Hope is everything to Men. It is in hope for a life of something better did the men run to the west, in hope of the land where Shadow may not reach us. That hope seems to fail, but it is not the only Hope Men carried with them. And if takes a thousand lifetimes of Men for this Hope to come true, what does it matter? What matters is the surety and a complete belief that our Hope is true, and that whatever will be lost to the war, whatever strength does the Enemy gather and whatever lands does the Shadow cover, all will recede like the darkness before the sun, all dark strength will be for naught, all that was lost will return in full, and all that was marred will be restored. It is with this Hope supporting them shall our people live and fight and die, and do so knowing that all their efforts were not in vain, and that any victory the Enemy gets is only temporary.You've packaged a lot into the premise of defiance which is not present in the text itself. What is Hope to men who have never seen the Light of the Trees, never seen aid of the Valar in years of running, whose entire history has shown that the world doesn't belong to them? How many lifetimes of Men will it take for stronger powers to intervene? Men have seen no power greater than the Shadow, but why should that rule us, for even as late as a few turns ago, we wiped out an entire band of the Enemy's servants with no casualties. Even under a fatalistic world view, even if we accept death by Morgoth as inevitable, why should that make us give up and die? It is already the Gift of Man to die, so let us live in a way we can be proud of. Let us grow mightier and mightier and add to our chronicles, spiting the Dark Lord who sought to snuffle out the Children of the Sun in our youth. And again, in regards to being Feanorian, they no longer ruled their lives and instead bound themselves up singularly in their possessiveness and spite. We've sworn no Oath, we are yet free. Your points however are well-argued, and a worthy alternative.
What does Defiance offer us, in place of that? An acceptance that our hopes are empty, that the Enemy's victory is inevitable, but also a promise that in his victory, we shall make him pay dearly for dashing our hopes. Oh, that would not make us give up and die, far from it. Should our people accept that promise, I do believe they could draw a lot of great strength from it, fighting on and on despite the odds. And yet, I don't think that this strength would be greater than the one we could draw from true Hope, for that strength would be based on our acceptance that we cannot win, that all the parts of the world in Shadow will stay there, that Enemy's strength is greater than those of all others and will eventually overcome us, that those words convey our situation the best:
Lay of Leithian said:and Morgoth was a king more strong
than all the world has since in song
recorded: dark athwart the land
reached out the shadow of his hand,
at each recoil returned again;
two more were sent for one foe slain.
New hope was cowed, all rebels killed;
quenched were the fires, the songs were stilled,
tree felled, heath burned, and through the waste
marched the black host of Orcs in haste.
In my opinion, accepting such disheartening things as truth would be a burden on all our people, and that every time they would gather the strength within them to raise in defiance despite that truth, it would take a great toll on their spirit. Because it is incredibly hard to fight on and on, time after time, if you also believe that with every your victory you merely delay the inevitable, and that there is nothing to hope for but that prolonging, and yet that there's also no other way but to fight. So I think that all strength that promise would give to our people would also drain them terribly, especially when the going gets really tough. The option says about turning our people against the shadow in their heart, but I'm afraid we will not be able to truly overcome it, for this shadow within is the same as the Shadow without, and we start with accepting that the Shadow without is the master of the world - how can we really expect to overcome it, then?

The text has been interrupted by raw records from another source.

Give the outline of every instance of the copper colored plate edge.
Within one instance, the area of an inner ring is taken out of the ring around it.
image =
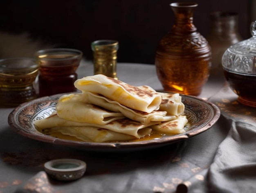
[[[220,116],[220,111],[218,108],[213,103],[205,101],[202,99],[189,95],[180,95],[185,98],[193,98],[201,102],[207,104],[212,108],[214,112],[212,118],[200,128],[197,128],[192,131],[186,132],[185,133],[170,137],[166,137],[157,139],[142,141],[141,141],[131,142],[115,142],[115,143],[97,143],[76,141],[65,139],[59,139],[48,135],[35,135],[34,134],[25,132],[20,130],[18,126],[13,122],[13,117],[22,109],[23,107],[36,103],[40,101],[48,100],[51,100],[54,98],[58,98],[66,93],[56,94],[49,96],[45,96],[34,99],[33,101],[22,104],[15,108],[9,114],[8,122],[11,128],[15,132],[23,136],[38,141],[52,143],[55,144],[81,148],[87,150],[95,151],[116,151],[118,150],[136,150],[141,149],[157,148],[160,146],[171,144],[179,141],[184,140],[192,137],[195,136],[204,132],[210,128],[218,120]]]

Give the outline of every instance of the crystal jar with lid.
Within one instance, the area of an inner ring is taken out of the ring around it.
[[[229,47],[222,57],[224,75],[239,102],[256,107],[256,21],[251,23],[252,37]]]

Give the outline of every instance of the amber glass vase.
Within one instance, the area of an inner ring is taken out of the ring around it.
[[[193,23],[195,3],[173,3],[175,17],[170,31],[157,48],[157,73],[166,91],[199,95],[208,80],[211,47]]]

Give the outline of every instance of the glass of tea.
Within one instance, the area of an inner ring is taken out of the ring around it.
[[[118,42],[116,40],[101,40],[92,42],[94,74],[101,74],[117,79],[117,62]]]
[[[34,58],[0,60],[0,106],[16,107],[37,97],[38,65]]]
[[[77,79],[76,71],[82,55],[81,51],[69,48],[51,48],[37,52],[39,96],[76,92],[74,85]]]
[[[241,103],[256,107],[256,21],[251,23],[252,37],[231,46],[222,60],[224,75]]]

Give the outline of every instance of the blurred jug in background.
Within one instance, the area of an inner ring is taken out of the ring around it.
[[[224,52],[242,40],[238,31],[238,18],[236,13],[219,11],[211,14],[210,31],[207,39],[211,48],[211,76],[223,74],[221,59]]]

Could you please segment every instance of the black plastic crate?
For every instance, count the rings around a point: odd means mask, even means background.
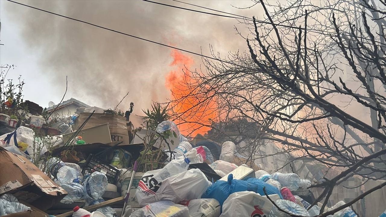
[[[85,181],[86,179],[91,173],[98,171],[105,174],[107,177],[107,182],[113,185],[117,183],[121,172],[120,170],[110,166],[108,163],[92,154],[90,154],[88,156],[87,160],[82,168],[84,181]]]

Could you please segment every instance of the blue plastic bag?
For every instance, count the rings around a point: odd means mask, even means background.
[[[201,198],[213,198],[217,200],[221,206],[230,194],[239,192],[249,191],[256,192],[258,186],[252,183],[241,180],[233,179],[233,175],[230,174],[228,181],[219,180],[208,188]]]
[[[257,185],[258,186],[257,191],[255,192],[258,193],[261,196],[266,195],[265,193],[264,193],[264,190],[263,190],[263,188],[265,187],[266,192],[268,195],[271,194],[279,195],[279,197],[280,197],[280,199],[283,199],[283,197],[281,196],[281,194],[280,193],[280,191],[279,190],[279,189],[263,181],[256,178],[249,178],[247,179],[245,181]]]

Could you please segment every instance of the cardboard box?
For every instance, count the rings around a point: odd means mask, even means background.
[[[63,142],[64,144],[67,142],[74,133],[73,132],[63,134],[62,137]],[[110,144],[112,142],[110,129],[107,123],[88,128],[83,127],[78,136],[81,136],[82,139],[88,144]]]
[[[79,114],[74,124],[74,130],[79,128],[91,113],[82,112]],[[129,144],[129,134],[126,125],[126,118],[118,115],[94,113],[83,127],[83,129],[95,127],[108,123],[112,141],[115,145],[120,142],[123,144]],[[85,140],[87,143],[89,143]]]
[[[42,210],[67,193],[26,158],[0,148],[0,195],[13,195]]]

The Old Hope, in difference to that, establishes that there are powers beyond the Shadow, even if we are not, and thus we only need to believe in them to raise our hearts beyond the Shadow too. It has its own difficulties, because the greater the Enemy will seem, the harder it would be to believe that there are truly powers beyond him, but I believe that overcoming that would be easier. A belief that not all is lost is alluring to accept, often a healthier outlook then just defiance and, last but not the least, it is also the truth. Men might not now this for sure, but Eru is indeed beyond Morgoth, and I believe that the world will have its ways to convey the truth of it to those who believe.